-T option help text

2009-09-03 Thread James R. Van Zandt

Philip Rowlands wrote:
 On Sun, 30 Aug 2009, James R. Van Zandt wrote:
 
 
   For the help text, here are some alternatives:
 
 
   if DEST is a directory, then delete it first 
 
 
 This isn't what -T does. If DEST is an empty directory then it's
 overwritten with the rename(2) system call. Otherwise mv will fail
 e.g. if SOURCE isn't a directory or DEST is non-empty.

Let's see...

  vanzandt:/tmp$ date source
  vanzandt:/tmp$ mkdir dest
  vanzandt:/tmp$ mv -T source dest
  mv: cannot overwrite directory `dest' with non-directory
  vanzandt:/tmp$ rm -rf dest
  vanzandt:/tmp$ touch test
  vanzandt:/tmp$ mv -T source dest
  vanzandt:/tmp$ 
  
I agree my proposed help text is wrong.  However, I think the current
description in the info file is wrong too.  It says Do not treat the
last operand specially when it is a directory or a symbolic link to a
directory.  Yet, this is an example where mv fails when DEST is a
directory, and succeeds when it is a normal file.  So a directory *is*
treated differently.

The extended discussion on the Target directory page says:

 For example, when the command `mv /tmp/source /tmp/dest'
 succeeds, there is no guarantee that `/tmp/source' was renamed to
 `/tmp/dest': it could have been renamed to `/tmp/dest/source'
 instead, if some other process created `/tmp/dest' as a
 directory.  However, if `mv -T /tmp/source /tmp/dest' succeeds,
 there is no question that `/tmp/source' was renamed to
 `/tmp/dest'.

I read the last sentence as saying /tmp/source would get renamed as
/tmp/dest whether or not some other process had previously created
/tmp/dest as a directory.  The fact that it fails instead certainly
should be stated.  (To me it seems a much less useful behavior.)

- Jim Van Zandt








Re: -T option help text

2009-08-31 Thread Philip Rowlands

On Sun, 30 Aug 2009, James R. Van Zandt wrote:


For the help text, here are some alternatives:

   if DEST is a directory, then delete it first


This isn't what -T does. If DEST is an empty directory then it's 
overwritten with the rename(2) system call. Otherwise mv will fail e.g. 
if SOURCE isn't a directory or DEST is non-empty.

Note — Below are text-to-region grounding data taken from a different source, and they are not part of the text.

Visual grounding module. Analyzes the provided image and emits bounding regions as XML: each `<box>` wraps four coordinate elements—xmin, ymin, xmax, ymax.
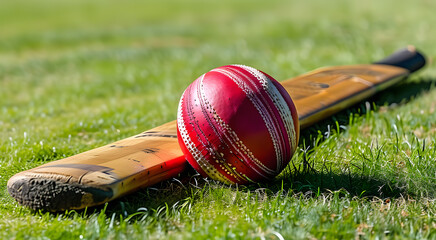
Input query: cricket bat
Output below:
<box><xmin>7</xmin><ymin>46</ymin><xmax>426</xmax><ymax>212</ymax></box>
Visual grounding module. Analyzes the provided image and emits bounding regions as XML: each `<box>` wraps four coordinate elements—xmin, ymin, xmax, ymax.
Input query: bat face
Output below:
<box><xmin>7</xmin><ymin>121</ymin><xmax>187</xmax><ymax>211</ymax></box>
<box><xmin>284</xmin><ymin>65</ymin><xmax>408</xmax><ymax>128</ymax></box>
<box><xmin>7</xmin><ymin>47</ymin><xmax>424</xmax><ymax>211</ymax></box>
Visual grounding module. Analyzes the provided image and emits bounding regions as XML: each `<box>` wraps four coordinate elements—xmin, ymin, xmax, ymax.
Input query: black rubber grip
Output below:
<box><xmin>374</xmin><ymin>46</ymin><xmax>426</xmax><ymax>73</ymax></box>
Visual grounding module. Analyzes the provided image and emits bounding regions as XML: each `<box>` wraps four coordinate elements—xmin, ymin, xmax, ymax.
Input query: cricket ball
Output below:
<box><xmin>177</xmin><ymin>65</ymin><xmax>299</xmax><ymax>184</ymax></box>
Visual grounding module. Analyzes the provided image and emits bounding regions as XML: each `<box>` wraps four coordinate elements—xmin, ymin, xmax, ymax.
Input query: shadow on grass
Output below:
<box><xmin>272</xmin><ymin>172</ymin><xmax>407</xmax><ymax>199</ymax></box>
<box><xmin>52</xmin><ymin>78</ymin><xmax>435</xmax><ymax>216</ymax></box>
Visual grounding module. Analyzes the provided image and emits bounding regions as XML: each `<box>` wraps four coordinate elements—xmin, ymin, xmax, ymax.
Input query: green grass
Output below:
<box><xmin>1</xmin><ymin>0</ymin><xmax>436</xmax><ymax>239</ymax></box>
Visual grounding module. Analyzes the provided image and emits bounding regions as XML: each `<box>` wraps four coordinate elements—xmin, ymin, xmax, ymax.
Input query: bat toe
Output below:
<box><xmin>7</xmin><ymin>173</ymin><xmax>114</xmax><ymax>212</ymax></box>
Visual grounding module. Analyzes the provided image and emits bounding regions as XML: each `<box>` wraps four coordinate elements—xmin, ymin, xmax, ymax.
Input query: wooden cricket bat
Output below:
<box><xmin>7</xmin><ymin>46</ymin><xmax>426</xmax><ymax>211</ymax></box>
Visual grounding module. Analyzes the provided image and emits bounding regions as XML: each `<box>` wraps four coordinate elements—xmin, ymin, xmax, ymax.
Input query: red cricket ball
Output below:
<box><xmin>177</xmin><ymin>65</ymin><xmax>299</xmax><ymax>184</ymax></box>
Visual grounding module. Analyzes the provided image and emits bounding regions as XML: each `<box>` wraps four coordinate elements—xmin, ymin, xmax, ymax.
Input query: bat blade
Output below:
<box><xmin>286</xmin><ymin>64</ymin><xmax>408</xmax><ymax>128</ymax></box>
<box><xmin>7</xmin><ymin>47</ymin><xmax>425</xmax><ymax>211</ymax></box>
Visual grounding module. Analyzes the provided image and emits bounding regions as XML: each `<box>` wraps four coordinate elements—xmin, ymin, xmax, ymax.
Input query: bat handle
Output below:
<box><xmin>374</xmin><ymin>45</ymin><xmax>426</xmax><ymax>73</ymax></box>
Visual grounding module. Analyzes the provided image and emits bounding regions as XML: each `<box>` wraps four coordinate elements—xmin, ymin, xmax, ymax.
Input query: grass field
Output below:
<box><xmin>1</xmin><ymin>0</ymin><xmax>435</xmax><ymax>239</ymax></box>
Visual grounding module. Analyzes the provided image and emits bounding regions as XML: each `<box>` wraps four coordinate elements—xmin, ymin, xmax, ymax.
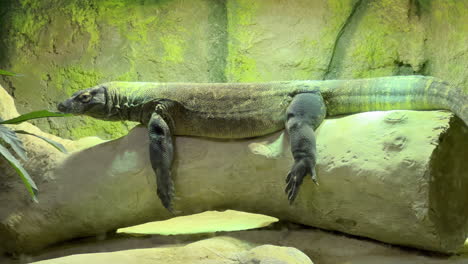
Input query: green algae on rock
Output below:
<box><xmin>0</xmin><ymin>0</ymin><xmax>223</xmax><ymax>140</ymax></box>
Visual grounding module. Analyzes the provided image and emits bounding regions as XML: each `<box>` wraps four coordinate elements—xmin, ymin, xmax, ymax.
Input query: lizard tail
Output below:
<box><xmin>320</xmin><ymin>75</ymin><xmax>467</xmax><ymax>126</ymax></box>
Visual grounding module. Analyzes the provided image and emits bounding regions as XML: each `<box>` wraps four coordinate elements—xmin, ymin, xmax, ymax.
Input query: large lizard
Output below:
<box><xmin>57</xmin><ymin>75</ymin><xmax>467</xmax><ymax>212</ymax></box>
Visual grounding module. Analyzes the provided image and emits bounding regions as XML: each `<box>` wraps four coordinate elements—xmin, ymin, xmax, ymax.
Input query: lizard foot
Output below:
<box><xmin>285</xmin><ymin>158</ymin><xmax>318</xmax><ymax>204</ymax></box>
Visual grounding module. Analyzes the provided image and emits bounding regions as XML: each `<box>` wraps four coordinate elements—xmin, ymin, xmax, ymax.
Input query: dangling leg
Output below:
<box><xmin>285</xmin><ymin>92</ymin><xmax>326</xmax><ymax>204</ymax></box>
<box><xmin>148</xmin><ymin>105</ymin><xmax>175</xmax><ymax>212</ymax></box>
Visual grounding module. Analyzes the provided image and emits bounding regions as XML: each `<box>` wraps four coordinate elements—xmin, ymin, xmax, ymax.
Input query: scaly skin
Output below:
<box><xmin>57</xmin><ymin>75</ymin><xmax>467</xmax><ymax>211</ymax></box>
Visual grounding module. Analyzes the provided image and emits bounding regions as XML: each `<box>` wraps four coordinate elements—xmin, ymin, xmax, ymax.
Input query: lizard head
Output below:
<box><xmin>57</xmin><ymin>85</ymin><xmax>109</xmax><ymax>118</ymax></box>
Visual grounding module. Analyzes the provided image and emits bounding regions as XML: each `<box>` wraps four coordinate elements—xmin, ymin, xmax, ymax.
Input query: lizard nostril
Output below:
<box><xmin>57</xmin><ymin>102</ymin><xmax>66</xmax><ymax>112</ymax></box>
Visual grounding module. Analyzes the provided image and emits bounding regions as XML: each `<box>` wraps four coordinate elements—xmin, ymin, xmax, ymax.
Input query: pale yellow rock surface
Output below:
<box><xmin>117</xmin><ymin>210</ymin><xmax>278</xmax><ymax>235</ymax></box>
<box><xmin>30</xmin><ymin>237</ymin><xmax>313</xmax><ymax>264</ymax></box>
<box><xmin>0</xmin><ymin>84</ymin><xmax>467</xmax><ymax>254</ymax></box>
<box><xmin>0</xmin><ymin>83</ymin><xmax>19</xmax><ymax>119</ymax></box>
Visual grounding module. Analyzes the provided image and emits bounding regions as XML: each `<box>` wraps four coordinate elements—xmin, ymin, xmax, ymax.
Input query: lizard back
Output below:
<box><xmin>106</xmin><ymin>81</ymin><xmax>318</xmax><ymax>138</ymax></box>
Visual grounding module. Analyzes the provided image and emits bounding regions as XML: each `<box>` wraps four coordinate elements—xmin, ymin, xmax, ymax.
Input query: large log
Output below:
<box><xmin>0</xmin><ymin>81</ymin><xmax>467</xmax><ymax>253</ymax></box>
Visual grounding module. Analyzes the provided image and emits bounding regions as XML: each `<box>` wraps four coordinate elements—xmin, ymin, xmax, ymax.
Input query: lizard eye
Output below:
<box><xmin>78</xmin><ymin>92</ymin><xmax>92</xmax><ymax>103</ymax></box>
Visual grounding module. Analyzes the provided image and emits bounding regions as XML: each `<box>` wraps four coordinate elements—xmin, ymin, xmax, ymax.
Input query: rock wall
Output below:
<box><xmin>0</xmin><ymin>0</ymin><xmax>467</xmax><ymax>139</ymax></box>
<box><xmin>0</xmin><ymin>0</ymin><xmax>227</xmax><ymax>139</ymax></box>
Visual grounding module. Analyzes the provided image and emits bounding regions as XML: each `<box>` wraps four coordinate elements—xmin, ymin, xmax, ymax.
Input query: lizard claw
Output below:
<box><xmin>284</xmin><ymin>158</ymin><xmax>318</xmax><ymax>204</ymax></box>
<box><xmin>311</xmin><ymin>168</ymin><xmax>319</xmax><ymax>186</ymax></box>
<box><xmin>157</xmin><ymin>187</ymin><xmax>175</xmax><ymax>214</ymax></box>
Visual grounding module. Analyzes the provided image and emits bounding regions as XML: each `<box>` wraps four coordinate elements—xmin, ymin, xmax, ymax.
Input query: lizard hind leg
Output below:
<box><xmin>285</xmin><ymin>92</ymin><xmax>326</xmax><ymax>204</ymax></box>
<box><xmin>148</xmin><ymin>110</ymin><xmax>175</xmax><ymax>213</ymax></box>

This is short, but doesn't handle the case of DEST being a
symbolic link

   if DEST is a directory, or a symbolic link to a directory, then delete it 
first


This isn't what -T does either. If DEST is a symlink it isn't 
deleted, merely clobbered by mv. It's the difference between


rename(file, DEST/file)  = 0
and
rename(file, DEST)   = 0

For the short --help description I'd try something like

disable special directory handling for DEST


Cheers,
Phil




-T option help text

2009-08-30 Thread James R. Van Zandt

Kamil Dudka wrote:
On Sunday 30 of August 2009 03:11:34 James R. Van Zandt wrote:
 ...(I'd first have to check the help printout to
 see that it's not -T I wanted after all.  Then check the info page,
 because the -T description is so unhelpful.  But that's a separate
 issue.)

 What exactly is unhelpful on the -T description? We'll be happy to
 improve the description if you come with something better.

The current help entry is:

  -T, --no-target-directorytreat DEST as a normal file

A long option is supposed to be more or less self documenting, but
this long option doesn't tell me anything.  I find myself asking No
target directory?  But there's *always* a target directory!

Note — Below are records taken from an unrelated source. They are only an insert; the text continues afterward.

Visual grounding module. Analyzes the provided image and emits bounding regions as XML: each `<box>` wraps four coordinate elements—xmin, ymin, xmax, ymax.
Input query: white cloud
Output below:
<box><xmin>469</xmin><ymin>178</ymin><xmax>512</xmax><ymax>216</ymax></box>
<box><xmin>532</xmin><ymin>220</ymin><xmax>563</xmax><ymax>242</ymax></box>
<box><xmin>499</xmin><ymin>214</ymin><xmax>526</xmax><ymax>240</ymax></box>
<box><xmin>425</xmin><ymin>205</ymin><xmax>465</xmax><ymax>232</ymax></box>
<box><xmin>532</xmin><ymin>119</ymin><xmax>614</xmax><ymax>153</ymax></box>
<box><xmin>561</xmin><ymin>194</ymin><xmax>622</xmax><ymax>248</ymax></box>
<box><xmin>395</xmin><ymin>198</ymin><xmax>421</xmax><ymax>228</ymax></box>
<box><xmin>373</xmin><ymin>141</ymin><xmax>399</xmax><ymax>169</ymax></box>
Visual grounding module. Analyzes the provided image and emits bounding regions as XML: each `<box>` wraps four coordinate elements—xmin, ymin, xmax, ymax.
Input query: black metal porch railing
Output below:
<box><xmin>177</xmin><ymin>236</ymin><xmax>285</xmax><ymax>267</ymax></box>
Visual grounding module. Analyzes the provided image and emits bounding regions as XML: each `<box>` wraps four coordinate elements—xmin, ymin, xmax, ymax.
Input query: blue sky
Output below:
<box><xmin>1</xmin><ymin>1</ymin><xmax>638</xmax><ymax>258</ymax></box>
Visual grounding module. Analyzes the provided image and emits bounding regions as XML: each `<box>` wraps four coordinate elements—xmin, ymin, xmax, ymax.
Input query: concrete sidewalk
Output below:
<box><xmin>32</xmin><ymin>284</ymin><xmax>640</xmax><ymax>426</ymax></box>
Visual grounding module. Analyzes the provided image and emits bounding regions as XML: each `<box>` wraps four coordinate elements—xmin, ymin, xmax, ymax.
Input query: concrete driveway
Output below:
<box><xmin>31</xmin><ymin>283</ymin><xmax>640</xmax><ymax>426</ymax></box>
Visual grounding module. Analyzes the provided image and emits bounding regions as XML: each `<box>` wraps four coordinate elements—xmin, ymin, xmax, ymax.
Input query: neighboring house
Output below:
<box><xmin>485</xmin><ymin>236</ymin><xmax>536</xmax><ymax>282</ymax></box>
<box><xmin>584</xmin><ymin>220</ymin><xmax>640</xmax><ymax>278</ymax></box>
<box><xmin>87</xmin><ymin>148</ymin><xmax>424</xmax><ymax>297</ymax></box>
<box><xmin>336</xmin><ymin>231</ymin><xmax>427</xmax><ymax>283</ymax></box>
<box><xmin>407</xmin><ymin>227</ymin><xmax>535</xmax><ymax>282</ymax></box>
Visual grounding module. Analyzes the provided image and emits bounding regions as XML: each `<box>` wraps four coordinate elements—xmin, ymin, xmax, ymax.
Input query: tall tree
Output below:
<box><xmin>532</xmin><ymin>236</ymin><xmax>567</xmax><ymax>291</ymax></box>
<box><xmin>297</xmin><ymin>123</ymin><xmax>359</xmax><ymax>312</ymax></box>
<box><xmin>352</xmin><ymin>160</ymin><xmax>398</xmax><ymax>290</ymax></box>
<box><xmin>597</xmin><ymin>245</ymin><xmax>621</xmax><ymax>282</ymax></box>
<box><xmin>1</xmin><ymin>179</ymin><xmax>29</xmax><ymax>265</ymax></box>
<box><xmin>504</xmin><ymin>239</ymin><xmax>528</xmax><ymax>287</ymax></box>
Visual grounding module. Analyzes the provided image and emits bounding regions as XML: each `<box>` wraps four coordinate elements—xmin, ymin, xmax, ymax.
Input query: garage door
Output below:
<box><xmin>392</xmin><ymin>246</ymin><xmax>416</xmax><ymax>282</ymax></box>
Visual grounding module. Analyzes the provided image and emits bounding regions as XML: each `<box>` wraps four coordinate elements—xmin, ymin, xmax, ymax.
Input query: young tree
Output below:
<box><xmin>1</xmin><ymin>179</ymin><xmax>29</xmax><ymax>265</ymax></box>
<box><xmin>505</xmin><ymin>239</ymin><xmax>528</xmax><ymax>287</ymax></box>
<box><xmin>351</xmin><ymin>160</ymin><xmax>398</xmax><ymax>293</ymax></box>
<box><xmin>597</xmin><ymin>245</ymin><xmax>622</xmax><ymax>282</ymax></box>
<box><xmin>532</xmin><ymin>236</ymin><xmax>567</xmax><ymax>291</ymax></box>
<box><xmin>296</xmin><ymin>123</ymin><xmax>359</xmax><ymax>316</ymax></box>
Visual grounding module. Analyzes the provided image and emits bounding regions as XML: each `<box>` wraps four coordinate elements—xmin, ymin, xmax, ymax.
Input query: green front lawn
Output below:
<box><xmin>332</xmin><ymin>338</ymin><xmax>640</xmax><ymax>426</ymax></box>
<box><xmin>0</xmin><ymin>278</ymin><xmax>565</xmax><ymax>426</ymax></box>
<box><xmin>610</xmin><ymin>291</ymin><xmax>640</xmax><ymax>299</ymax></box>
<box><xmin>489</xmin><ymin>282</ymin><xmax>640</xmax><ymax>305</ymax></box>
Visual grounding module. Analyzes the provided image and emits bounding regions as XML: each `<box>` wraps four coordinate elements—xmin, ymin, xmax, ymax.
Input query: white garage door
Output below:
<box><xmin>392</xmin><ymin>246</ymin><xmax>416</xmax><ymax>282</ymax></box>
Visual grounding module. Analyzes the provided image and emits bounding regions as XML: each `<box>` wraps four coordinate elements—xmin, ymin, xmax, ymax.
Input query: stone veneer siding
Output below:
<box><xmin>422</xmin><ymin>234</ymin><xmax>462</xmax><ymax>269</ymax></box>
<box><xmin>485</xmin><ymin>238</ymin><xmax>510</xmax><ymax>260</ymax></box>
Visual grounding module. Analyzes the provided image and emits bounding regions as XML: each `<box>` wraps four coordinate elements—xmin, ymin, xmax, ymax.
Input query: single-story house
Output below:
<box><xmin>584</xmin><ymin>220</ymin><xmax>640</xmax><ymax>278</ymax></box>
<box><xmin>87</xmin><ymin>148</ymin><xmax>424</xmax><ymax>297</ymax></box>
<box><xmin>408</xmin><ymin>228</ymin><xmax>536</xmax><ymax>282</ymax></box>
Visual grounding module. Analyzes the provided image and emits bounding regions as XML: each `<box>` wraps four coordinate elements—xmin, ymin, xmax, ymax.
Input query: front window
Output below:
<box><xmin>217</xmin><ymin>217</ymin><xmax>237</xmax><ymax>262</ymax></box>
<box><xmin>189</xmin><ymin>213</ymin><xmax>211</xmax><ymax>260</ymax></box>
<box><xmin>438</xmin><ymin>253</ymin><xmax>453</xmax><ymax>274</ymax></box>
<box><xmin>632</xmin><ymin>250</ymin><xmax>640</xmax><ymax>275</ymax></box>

I find the help text pretty obscure too.  Of the various things DEST
could be besides a regular file (symbolic link, device, pipe...) what
would it mean to treat it as a regular file?  After reading the info
page, I have to admit that the help text is technically correct.
However, if it can't be understood without reading the info page, then
it is not doing its job.

For the help text, here are some alternatives:

if DEST is a directory, then delete it first

This is short, but doesn't handle the case of DEST being a
symbolic link

if DEST is a directory, or a symbolic link to a directory, then delete it 
first

correct but wordy

if DEST exists, then delete it first (even if it's a directory)

I prefer this.


I'd really like to change the long option too.  It should not be
saying there is no target directory but rather that the second
operand is not naming a target directory.  A couple possibilities:

  --rm-target-first
  --rm-dest-first

However, I am not really happy with either one.